Gonkar Gyatso, “Untitled” (2012) (image courtesy the artist and Pearl Lam Galleries) (click to enlarge)
But Gyatso casts his purview even larger, going straight to the desecration of his ancestral land for oil with the show’s signature piece, “Shangri La” (2014), a painting on aluminum in which an under-construction sacred mandala slowly dissolves into encaustic drips. There’s humor here, but also despair as the exploration for oil relentlessly desecrates a once pristine land. Cartoon bubbles, full of wit and double-entendres, occupy locations that in a traditional painting would be reserved for minor deities, ancestral figures, and members of their retinue.
The United States is thrown into the mix with the patriotic and brightly amusing, but also seriously dour, “Prism” (2014) and “Drone” (2014) pieces. References to both the NSA and US military tactics are spelled out by the English words and accented by bright, fake butterflies. Festooning the words in innocuous gaudy children’s toys belies the overwhelmingly serious intent of a coded discussion about global powers. The same holds true for Gyatso’s framed and bauble-like Chinese ideograms, which include seemingly simple characters but also layers of meaning; “Tiger (Lao-Hu)” (2014) can mean “tiger” but also perhaps “bitch,” and refers to the Chinese government’s use of coded messages and social media.
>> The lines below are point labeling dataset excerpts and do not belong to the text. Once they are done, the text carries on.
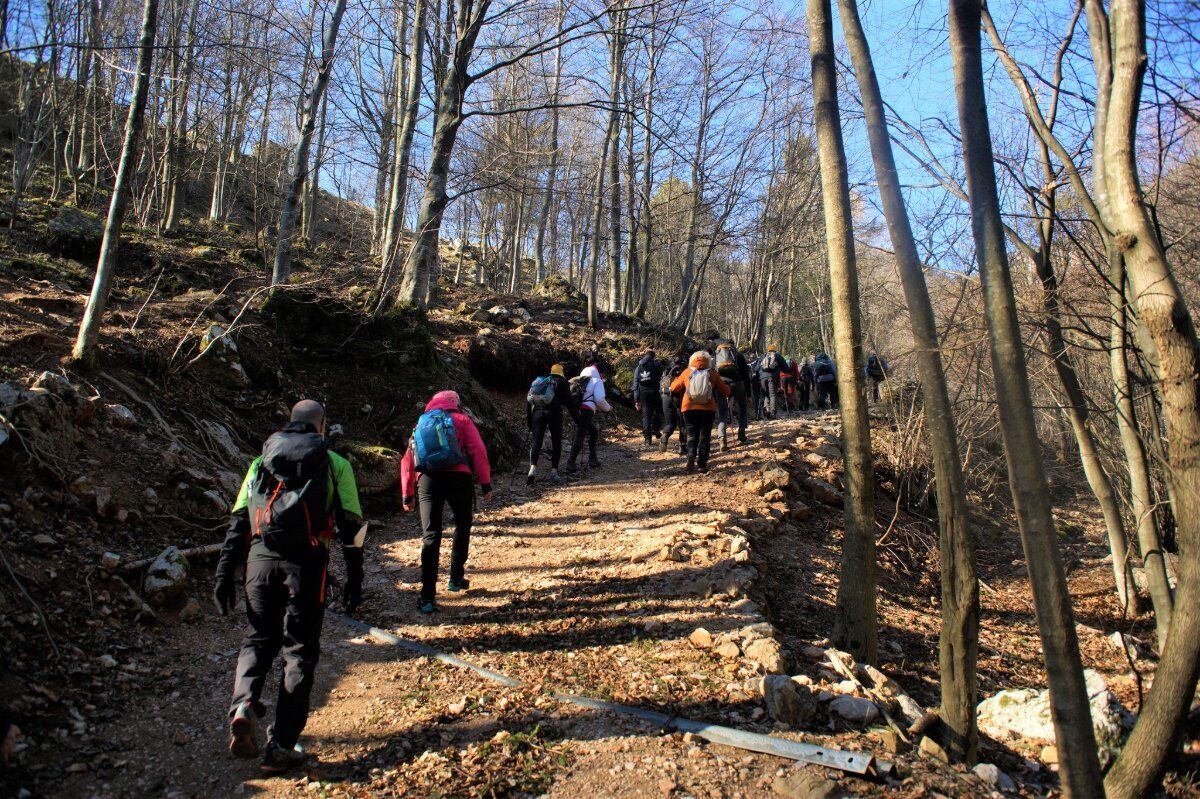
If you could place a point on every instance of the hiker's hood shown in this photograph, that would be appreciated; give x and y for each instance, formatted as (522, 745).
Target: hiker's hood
(443, 401)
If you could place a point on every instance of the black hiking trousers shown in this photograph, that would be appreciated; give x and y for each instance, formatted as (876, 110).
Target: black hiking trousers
(672, 419)
(585, 428)
(286, 608)
(543, 421)
(700, 436)
(648, 400)
(433, 492)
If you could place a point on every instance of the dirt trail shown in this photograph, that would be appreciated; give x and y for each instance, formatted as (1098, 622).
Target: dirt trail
(570, 590)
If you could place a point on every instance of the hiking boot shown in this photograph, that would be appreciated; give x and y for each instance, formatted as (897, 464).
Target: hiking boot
(244, 732)
(279, 760)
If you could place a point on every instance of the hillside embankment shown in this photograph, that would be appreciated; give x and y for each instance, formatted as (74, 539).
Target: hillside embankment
(702, 596)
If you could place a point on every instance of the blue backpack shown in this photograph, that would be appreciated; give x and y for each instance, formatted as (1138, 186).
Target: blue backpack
(436, 443)
(541, 392)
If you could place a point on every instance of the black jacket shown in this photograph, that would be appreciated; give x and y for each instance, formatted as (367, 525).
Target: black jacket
(563, 398)
(647, 376)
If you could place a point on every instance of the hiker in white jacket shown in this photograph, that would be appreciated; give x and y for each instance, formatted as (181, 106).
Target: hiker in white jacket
(591, 394)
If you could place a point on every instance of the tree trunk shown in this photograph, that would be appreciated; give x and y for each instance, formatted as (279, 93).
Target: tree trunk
(1080, 770)
(89, 328)
(856, 624)
(959, 643)
(1163, 310)
(411, 104)
(547, 199)
(282, 270)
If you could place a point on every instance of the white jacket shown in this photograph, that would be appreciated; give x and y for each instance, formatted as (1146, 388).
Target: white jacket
(594, 395)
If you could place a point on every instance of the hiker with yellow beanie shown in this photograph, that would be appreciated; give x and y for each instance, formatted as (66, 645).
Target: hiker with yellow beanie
(544, 410)
(769, 370)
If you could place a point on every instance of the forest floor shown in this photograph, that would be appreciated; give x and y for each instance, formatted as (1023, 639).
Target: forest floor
(570, 593)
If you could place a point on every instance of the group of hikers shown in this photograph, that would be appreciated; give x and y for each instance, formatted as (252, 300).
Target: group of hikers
(298, 497)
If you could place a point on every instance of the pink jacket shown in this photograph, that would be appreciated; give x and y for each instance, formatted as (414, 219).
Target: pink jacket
(468, 439)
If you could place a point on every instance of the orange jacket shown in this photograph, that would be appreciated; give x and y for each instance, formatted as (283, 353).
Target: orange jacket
(681, 384)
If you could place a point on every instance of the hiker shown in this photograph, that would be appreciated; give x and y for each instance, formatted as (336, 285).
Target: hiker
(672, 416)
(444, 458)
(769, 368)
(588, 389)
(293, 499)
(10, 734)
(733, 368)
(787, 384)
(876, 372)
(755, 385)
(825, 373)
(700, 384)
(647, 376)
(804, 382)
(544, 410)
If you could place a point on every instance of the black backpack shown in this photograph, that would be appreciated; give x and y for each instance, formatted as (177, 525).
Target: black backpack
(288, 497)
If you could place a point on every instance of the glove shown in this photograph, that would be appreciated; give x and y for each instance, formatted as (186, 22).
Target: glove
(225, 594)
(352, 594)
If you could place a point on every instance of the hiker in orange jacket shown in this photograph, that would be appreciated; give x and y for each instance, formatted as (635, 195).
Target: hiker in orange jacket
(700, 384)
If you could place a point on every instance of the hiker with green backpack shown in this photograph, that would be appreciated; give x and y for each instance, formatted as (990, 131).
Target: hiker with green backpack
(444, 458)
(545, 402)
(294, 498)
(700, 384)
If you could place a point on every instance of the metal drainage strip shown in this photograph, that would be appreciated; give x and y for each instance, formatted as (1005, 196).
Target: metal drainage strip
(862, 763)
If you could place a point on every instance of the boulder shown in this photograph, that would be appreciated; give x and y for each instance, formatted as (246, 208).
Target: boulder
(219, 361)
(1025, 713)
(993, 776)
(76, 234)
(855, 709)
(823, 492)
(767, 654)
(808, 782)
(789, 702)
(166, 580)
(376, 468)
(121, 416)
(558, 288)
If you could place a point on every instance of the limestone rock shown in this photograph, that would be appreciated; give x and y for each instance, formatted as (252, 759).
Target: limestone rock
(855, 709)
(121, 416)
(767, 654)
(376, 468)
(76, 234)
(808, 782)
(823, 492)
(991, 775)
(789, 702)
(220, 361)
(1025, 713)
(167, 577)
Gonkar Gyatso, “Drone” (2014) (image courtesy the artist and Pearl Lam Galleries)

Gonkar Gyatso, “Tiger (Lao-Hu)” (2014) (photo by Jerome Favre / studioEAST)
The melding of traditional and contemporary culture, referencing pop and 24-hour news feeds without losing personal identity in a globalized world — this is a tightrope walk for the artists who still identify with their homelands. Gyatso grips that balancing pole to walk the fine line with verve and aplomb.
Gonkar Gyatso: Pop Phraseology continues at Pearl Lam Galleries (601-605 Pedder Building, 12 Pedder Street, Central Hong Kong) through October 31.